Facing the root behind the thing that sends us through the drive-through or into binge mode isn't easy. I started by paying attention to my feelings, something I tried so hard to ignore for so long. I mean who has time to deal with issues when the daily to do list is growing ever larger? Practically speaking, this looked like writing in a journal in the early morning as part of my morning routine. Sometimes, my writing came in the form of a prayer. Other times, I just needed to process some of the hurts I had ignored and find that I now live in a safer place and what soothed my sores in the past could be swapped out for something that would heal rather than cover. It became a mission to heal myself.
Next, I needed to replace a bunch of thoughts that were self defeating. I was the Queen of beating myself up. People used to address my confidence level with me, and I sort of just brushed it off. I constantly was telling myself I was fat, old, ugly, stupid, a loser, incapable, selfish, and on and on. When this becomes a regular thought pattern, it takes some time and concerted effort to change it. Enter YouTube. I found some positive people on YouTube; Marie Forleo, Brendan Burchard, Stefan James, Teri Savelle Foy, Jim Rohn, Tony Robbins and many more to leave less room for the negativity to flow. This was layer two of my morning routine.
Once my mind began shifting toward the positive, I knew I needed to prove to myself I could be disciplined. And, so I started a 10 minute exercise habit I measured by how many days per month I intentionally exercised for at least 10 minutes. I didn't judge the quality of the exercise, as long as I intentionally did something for 10 minutes, I put a sticker on my calendar as proof that I did it. The next month, I aimed for more days. Now, I exercise 3-5 days per week for about an hour each session. I lift weights like I never imagined I could, and either run on the treadmill or climb stairs. If you would have told me this would be true when I began, I probably would have quit from the word go. Something about seeing the progress on my calendar boosted my confidence. I began creating more and more goals for myself, and reaching those. I still fight negativity from time to time, but I cannot tell you the difference. So much more worth working out than merely looking cute. Although, I am starting to get a lot of compliments again which is just bonus material.
Finally, after about a year of this, I started seeing the value of improving my diet, and it has become an ongoing process, experimenting my way through finding my own blend of ingredients for a recipe for a healthy life. In the past, It was more like, "I'll try this, no this, no how about this." Now, I want to feel good for longer than 30 seconds. I will fully admit a snickers makes me feel good for 30 seconds, maybe even a minute. Food now truly is fuel for me to have energy throughout the day, no brain fog and better moods.

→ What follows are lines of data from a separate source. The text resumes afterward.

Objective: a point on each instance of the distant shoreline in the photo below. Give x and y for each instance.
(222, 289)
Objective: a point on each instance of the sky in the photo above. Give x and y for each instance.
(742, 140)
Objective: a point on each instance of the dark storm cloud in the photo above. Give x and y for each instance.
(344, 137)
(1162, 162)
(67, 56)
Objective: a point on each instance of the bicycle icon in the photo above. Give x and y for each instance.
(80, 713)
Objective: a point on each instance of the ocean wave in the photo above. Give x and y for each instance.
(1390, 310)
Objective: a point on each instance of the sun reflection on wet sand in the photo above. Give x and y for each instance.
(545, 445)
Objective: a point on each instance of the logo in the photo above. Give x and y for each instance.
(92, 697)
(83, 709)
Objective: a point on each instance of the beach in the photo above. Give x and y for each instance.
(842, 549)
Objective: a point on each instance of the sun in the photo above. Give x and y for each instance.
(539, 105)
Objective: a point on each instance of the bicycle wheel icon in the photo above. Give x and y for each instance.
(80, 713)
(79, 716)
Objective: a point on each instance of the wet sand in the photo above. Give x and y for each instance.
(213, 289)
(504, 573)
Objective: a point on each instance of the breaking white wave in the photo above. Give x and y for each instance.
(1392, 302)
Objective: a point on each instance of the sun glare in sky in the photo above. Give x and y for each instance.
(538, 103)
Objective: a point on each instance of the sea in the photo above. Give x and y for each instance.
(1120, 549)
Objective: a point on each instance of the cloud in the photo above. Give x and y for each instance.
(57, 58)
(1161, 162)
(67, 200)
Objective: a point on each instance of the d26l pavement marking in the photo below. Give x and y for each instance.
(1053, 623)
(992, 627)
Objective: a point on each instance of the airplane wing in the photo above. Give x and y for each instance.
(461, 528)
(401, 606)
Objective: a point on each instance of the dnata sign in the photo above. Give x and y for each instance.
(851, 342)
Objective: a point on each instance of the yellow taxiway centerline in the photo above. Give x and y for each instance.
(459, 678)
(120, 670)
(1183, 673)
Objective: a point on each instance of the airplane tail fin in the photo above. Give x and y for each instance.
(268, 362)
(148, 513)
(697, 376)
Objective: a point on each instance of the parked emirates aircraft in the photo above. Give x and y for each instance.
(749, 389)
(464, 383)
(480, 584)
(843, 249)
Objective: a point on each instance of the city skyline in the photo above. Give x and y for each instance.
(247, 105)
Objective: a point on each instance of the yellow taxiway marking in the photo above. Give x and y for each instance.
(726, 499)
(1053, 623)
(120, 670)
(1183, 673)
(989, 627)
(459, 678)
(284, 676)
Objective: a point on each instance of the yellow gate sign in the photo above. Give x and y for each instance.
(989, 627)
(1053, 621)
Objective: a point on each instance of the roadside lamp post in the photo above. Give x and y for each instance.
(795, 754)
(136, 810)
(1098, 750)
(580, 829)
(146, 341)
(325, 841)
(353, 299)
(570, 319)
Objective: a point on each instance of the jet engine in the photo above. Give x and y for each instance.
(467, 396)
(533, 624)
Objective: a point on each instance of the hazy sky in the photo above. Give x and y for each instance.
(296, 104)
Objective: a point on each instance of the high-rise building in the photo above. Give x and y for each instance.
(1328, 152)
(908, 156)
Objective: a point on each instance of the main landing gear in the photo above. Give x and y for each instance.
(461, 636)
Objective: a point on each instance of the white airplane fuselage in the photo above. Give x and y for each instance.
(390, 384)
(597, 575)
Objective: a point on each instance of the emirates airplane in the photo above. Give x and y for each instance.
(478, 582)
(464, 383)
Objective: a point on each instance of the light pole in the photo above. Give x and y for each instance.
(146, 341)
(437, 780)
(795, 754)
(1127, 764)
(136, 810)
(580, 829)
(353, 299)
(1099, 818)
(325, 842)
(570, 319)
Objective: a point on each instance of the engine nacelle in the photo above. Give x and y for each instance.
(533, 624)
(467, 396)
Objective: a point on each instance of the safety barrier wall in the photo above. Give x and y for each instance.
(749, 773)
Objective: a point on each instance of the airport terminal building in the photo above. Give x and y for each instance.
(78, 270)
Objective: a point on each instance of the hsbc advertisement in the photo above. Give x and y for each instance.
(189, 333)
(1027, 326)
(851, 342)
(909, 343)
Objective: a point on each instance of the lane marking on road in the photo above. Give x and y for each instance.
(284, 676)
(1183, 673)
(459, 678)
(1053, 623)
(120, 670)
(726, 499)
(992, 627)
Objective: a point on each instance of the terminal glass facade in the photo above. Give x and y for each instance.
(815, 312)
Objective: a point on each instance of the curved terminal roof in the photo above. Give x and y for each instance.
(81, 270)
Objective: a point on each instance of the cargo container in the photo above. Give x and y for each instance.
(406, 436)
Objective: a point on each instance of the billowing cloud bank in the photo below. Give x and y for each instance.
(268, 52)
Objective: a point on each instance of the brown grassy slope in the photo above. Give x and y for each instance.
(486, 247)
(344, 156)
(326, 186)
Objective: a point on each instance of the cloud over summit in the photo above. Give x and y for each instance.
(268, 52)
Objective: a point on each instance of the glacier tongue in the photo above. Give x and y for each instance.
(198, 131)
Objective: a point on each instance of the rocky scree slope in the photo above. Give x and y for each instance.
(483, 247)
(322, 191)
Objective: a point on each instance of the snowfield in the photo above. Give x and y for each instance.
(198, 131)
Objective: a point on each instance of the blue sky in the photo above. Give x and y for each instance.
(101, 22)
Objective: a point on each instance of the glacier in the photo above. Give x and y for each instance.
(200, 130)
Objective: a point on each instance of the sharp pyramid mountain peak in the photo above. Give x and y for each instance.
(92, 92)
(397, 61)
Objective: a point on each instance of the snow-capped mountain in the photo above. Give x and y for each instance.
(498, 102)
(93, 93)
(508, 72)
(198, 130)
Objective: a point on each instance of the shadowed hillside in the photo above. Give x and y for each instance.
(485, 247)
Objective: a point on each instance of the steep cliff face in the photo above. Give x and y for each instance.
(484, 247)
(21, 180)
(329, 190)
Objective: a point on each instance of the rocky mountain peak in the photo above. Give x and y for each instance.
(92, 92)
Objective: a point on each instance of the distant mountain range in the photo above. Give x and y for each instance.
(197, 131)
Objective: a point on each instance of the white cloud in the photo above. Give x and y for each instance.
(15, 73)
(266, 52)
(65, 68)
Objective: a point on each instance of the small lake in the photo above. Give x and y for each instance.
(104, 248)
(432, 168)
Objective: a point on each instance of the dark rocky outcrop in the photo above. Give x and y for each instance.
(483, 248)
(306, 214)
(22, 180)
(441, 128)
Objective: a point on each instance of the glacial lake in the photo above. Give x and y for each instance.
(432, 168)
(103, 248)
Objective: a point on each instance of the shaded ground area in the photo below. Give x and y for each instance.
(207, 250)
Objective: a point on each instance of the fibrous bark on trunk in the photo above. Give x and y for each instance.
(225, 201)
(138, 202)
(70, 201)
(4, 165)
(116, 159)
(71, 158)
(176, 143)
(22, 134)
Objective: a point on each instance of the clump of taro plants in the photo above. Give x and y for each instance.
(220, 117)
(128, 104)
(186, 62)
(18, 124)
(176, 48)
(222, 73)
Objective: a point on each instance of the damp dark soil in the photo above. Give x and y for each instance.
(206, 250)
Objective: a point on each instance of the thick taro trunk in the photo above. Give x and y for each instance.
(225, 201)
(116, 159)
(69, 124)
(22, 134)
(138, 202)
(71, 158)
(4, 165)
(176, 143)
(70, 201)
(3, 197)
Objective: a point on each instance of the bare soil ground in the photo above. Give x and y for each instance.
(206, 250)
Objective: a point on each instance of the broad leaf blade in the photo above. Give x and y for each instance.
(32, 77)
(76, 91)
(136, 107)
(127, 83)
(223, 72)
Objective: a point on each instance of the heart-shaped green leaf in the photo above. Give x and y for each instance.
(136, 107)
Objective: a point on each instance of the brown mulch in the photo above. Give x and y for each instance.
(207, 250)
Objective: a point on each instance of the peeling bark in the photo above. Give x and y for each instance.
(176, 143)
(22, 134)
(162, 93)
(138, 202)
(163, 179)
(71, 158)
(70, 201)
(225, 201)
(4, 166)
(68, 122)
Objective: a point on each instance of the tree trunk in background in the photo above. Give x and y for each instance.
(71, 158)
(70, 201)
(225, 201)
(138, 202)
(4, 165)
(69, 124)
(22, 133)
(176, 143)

This all takes time folks. And I think that's why it all boils down to being sick and tired of being sick and tired, and making a decision to become a fit person no matter how long it takes. Give yourself the gift of finding out what's triggering the taco fest, and deal with it. Take out the trash talk, and replace it with some positivity. Whatever the source, friends, YouTube Vids, affirmations, whatever it is that will help you get your eyes pointed somewhere positive, do it! Build some momentum in the form of small wins. You could use step counts, or minutes worked out, weight amounts lifted, speed increases, workout frequency or anything that lets you see progress especially while the scale adjusts to the new you. A quick note on this. I wear much smaller clothes now even though my weight loss isn't dramatic. Shifting sands still look good no matter what the scale has to say. Trust me. Just keep going.
Run your own experiment in order to discover how becoming fit fits into your life. Are you a morning person? Do you prefer to work out solo, with a friend or in a group? Seriously, just take one area at a time, maybe even a month at a time before making adjustments. Will it take longer, probably. Will it stick? You betcha.
I'm excited to see where this leg of my experiment will take me. Spark People's BLC challenge starts in about a week. This will be my I don't know how manyieth round, and each round my experiment has had a different focus. This time, I am definitely interested in finding the absolute best fuel plan for my body, getting stronger, and making sure my mental game is on point. I really need, in this hour, to focus on building more confidence. The funny thing about that is it walks hand in hand with fear. Trying things that scare you generally builds confidence. I've always wanted it to be the other way around, feel confident then do. BUT, that's not how it works, it's the total opposite. Try stuff, confidence follows. Yikes, here we go.